The evolutionary thesis is that as the brain evolves and increases in size, the animal evolves into a human.  The bigger the brain, the more human the creature.

There is, however, a problem with this.  The brain of Neanderthal was larger than the global average today but he was denied the status of being human.  It was said he could only grunt and not talk, no wonder that this brute went extinct when our species came along.

It was later found, with advances in genetics, that we in Europe carry a percentage of Neanderthal genes.  This either means that we are part-animal or that Neanderthal was human after all.

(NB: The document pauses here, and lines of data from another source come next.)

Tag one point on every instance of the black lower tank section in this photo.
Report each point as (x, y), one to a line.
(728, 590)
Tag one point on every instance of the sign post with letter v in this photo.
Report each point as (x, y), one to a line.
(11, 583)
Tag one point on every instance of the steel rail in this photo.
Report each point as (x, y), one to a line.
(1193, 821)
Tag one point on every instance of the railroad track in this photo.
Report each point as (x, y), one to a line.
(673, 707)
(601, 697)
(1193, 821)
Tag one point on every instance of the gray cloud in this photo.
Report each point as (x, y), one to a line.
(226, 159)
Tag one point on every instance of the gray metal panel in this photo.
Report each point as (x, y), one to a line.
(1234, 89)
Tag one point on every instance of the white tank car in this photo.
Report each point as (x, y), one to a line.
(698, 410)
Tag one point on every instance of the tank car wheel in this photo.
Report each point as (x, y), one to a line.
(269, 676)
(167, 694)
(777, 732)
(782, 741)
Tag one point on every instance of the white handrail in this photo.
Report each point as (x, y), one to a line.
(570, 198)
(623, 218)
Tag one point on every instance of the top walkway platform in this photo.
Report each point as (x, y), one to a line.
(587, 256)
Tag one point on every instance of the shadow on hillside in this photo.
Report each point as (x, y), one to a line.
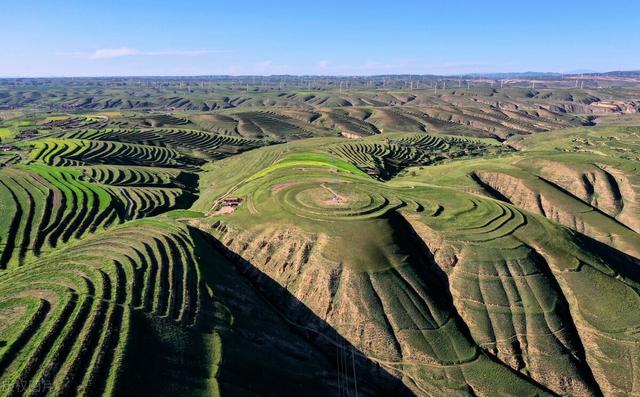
(353, 373)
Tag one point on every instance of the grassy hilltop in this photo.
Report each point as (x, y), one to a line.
(480, 241)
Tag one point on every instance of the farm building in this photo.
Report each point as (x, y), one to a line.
(231, 201)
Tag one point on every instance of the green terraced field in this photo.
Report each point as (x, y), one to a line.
(319, 242)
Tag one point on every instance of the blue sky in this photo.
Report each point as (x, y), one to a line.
(144, 37)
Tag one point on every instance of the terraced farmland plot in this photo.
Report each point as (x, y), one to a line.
(319, 243)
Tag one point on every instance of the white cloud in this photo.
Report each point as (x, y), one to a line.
(113, 53)
(109, 53)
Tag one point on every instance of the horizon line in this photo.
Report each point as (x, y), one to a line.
(457, 75)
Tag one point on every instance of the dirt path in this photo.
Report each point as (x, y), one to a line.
(337, 199)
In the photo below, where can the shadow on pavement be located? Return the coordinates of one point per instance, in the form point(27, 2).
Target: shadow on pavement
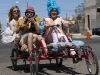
point(43, 68)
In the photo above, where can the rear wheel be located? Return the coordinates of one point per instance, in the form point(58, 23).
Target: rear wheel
point(92, 62)
point(13, 59)
point(33, 64)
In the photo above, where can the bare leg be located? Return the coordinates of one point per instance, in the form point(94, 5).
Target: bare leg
point(30, 41)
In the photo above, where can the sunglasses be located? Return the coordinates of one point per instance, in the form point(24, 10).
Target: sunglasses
point(29, 14)
point(16, 11)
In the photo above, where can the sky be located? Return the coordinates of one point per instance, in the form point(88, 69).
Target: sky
point(67, 7)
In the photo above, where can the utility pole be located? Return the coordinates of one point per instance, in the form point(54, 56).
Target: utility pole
point(27, 4)
point(66, 16)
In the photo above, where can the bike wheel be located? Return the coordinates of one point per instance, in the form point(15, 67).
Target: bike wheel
point(14, 61)
point(33, 64)
point(92, 62)
point(58, 62)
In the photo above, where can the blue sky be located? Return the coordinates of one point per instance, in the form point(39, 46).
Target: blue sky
point(67, 6)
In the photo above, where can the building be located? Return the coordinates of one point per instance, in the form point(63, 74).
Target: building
point(92, 17)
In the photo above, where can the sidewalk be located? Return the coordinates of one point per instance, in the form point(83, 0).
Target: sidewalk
point(83, 36)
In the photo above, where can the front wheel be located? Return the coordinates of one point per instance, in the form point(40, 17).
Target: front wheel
point(92, 62)
point(33, 64)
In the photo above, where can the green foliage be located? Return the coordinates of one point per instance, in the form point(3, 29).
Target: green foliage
point(79, 17)
point(79, 11)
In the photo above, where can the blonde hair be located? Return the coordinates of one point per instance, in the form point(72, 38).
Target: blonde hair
point(10, 14)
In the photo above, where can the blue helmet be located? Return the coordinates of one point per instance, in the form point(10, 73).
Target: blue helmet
point(51, 4)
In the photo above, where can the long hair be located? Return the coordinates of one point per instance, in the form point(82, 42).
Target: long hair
point(10, 14)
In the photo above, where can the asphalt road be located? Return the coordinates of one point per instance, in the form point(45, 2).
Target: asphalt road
point(45, 68)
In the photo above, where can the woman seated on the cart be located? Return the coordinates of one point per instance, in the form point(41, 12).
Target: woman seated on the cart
point(29, 30)
point(54, 34)
point(9, 34)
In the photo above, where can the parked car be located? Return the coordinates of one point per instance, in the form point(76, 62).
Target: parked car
point(96, 31)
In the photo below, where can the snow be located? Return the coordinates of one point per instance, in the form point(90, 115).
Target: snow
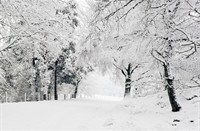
point(151, 112)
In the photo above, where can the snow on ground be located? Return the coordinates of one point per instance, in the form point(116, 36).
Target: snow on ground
point(152, 112)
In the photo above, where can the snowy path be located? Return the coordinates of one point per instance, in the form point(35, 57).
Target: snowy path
point(144, 113)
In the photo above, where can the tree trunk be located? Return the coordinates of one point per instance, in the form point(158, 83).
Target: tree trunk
point(170, 89)
point(76, 89)
point(55, 81)
point(127, 86)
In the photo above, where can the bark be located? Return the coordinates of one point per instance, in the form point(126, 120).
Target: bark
point(170, 89)
point(76, 89)
point(55, 81)
point(127, 86)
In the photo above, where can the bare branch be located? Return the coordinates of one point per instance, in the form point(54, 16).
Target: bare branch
point(113, 13)
point(123, 73)
point(162, 61)
point(137, 66)
point(131, 9)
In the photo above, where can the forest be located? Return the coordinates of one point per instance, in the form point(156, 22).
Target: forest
point(78, 49)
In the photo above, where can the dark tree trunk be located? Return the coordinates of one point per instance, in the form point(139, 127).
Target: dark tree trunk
point(170, 89)
point(76, 89)
point(127, 86)
point(55, 81)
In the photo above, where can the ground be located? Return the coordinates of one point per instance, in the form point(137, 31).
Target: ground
point(151, 112)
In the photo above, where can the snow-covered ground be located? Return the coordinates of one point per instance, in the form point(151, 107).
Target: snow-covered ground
point(152, 112)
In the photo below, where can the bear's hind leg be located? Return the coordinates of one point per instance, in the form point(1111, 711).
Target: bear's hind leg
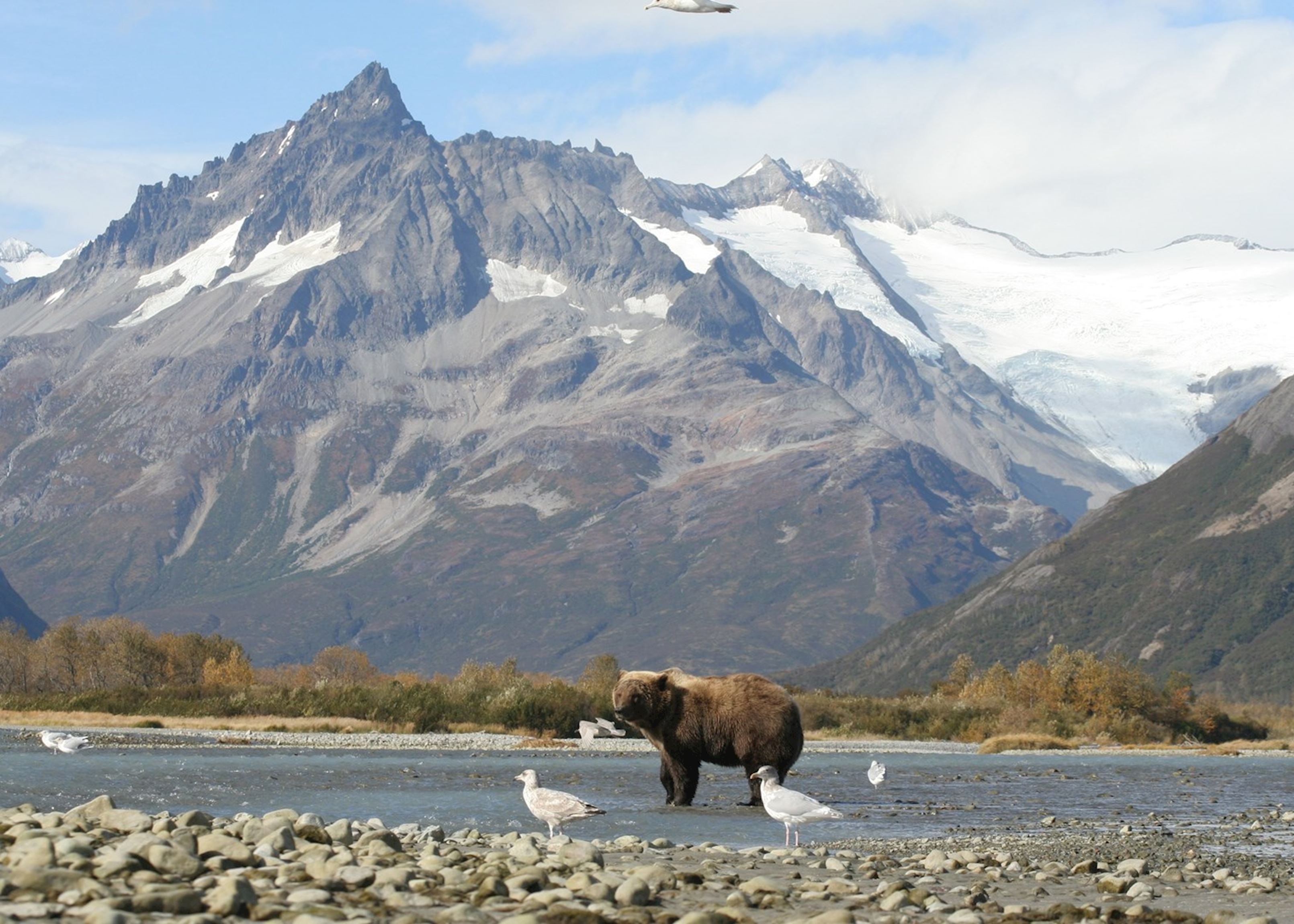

Christians who adopt an evolutionary perspective on creation and an evolutionary origin for humans have more of a problem than most with human evolution.  From a Christian perspective a human person is not an animal and a human person has a soul.  Some Christians have resolved the issue by dropping belief in a human soul, but for those who still believe that to be created in the image of God is to have a soul – at what point did souls enter the human being?

The narrative goes that an ape-man managed to become far enough evolved and get a big enough brain for God to consider this creature to be worthy of being given a soul.  From then on ensouled humans had moral responsibility for their actions.  Ironically they wiped out all the hominids without souls causing them to become extinct.

For me the above question is totally meaningless.  And the answer given has quite horrific implications – firstly that there could be a creature looking just like a human that had no soul and therefore was simply an animal – although you would have no way of distinguishing between the human and the animal just by looking at them.  Secondly, the highest gift of a soul becomes the justification for mass hominidcide, and this is presented as a good thing.

My alternative thesis is that:

  1. There is no threshold brain size for possession of a soul or for being a morally responsible being.
  2. If you have a soul, you are human.  The soul is whole and in every part, there are no part-souls.  Likewise there were never any hominids part-way to being human.
  3. Even with a cranial capacity only marginally above that of apes, a human life is still possible.

Therefore, all prehistoric species that have been classified as ‘hominids’ or ‘hominins’ have, in fact, been human beings adapted to various sets of circumstances that are not found today.  They have all been peoples with culture, and persons with souls.

I had already reached this conclusion when Homo floresiensis was found on the Island of Flores, Indonesia in 2004.  The skeleton found had a cranial capacity of 380 cc and a stature of one metre.  The find was classified as a dwarfed Homo erectus, but the surprise was that it was dated to only 18 000 years old. 

Homo floresiensis is confirmation that a being with a cranial capacity the same as chimpanzees, can, in fact, be human and have lived not long ago.  The human bones were found in a cave with evidence of fire, stone tools and animals that had been hunted.

Humans are human because they have a soul.  Even the most primitive humans had souls so any being looking like a human had a soul.  There was never a situation of Homo sapiens possessing a soul confronting hominids lacking a soul.  Human evolution has brought about changes to the physical body, but not to the fundamental identity of the human being.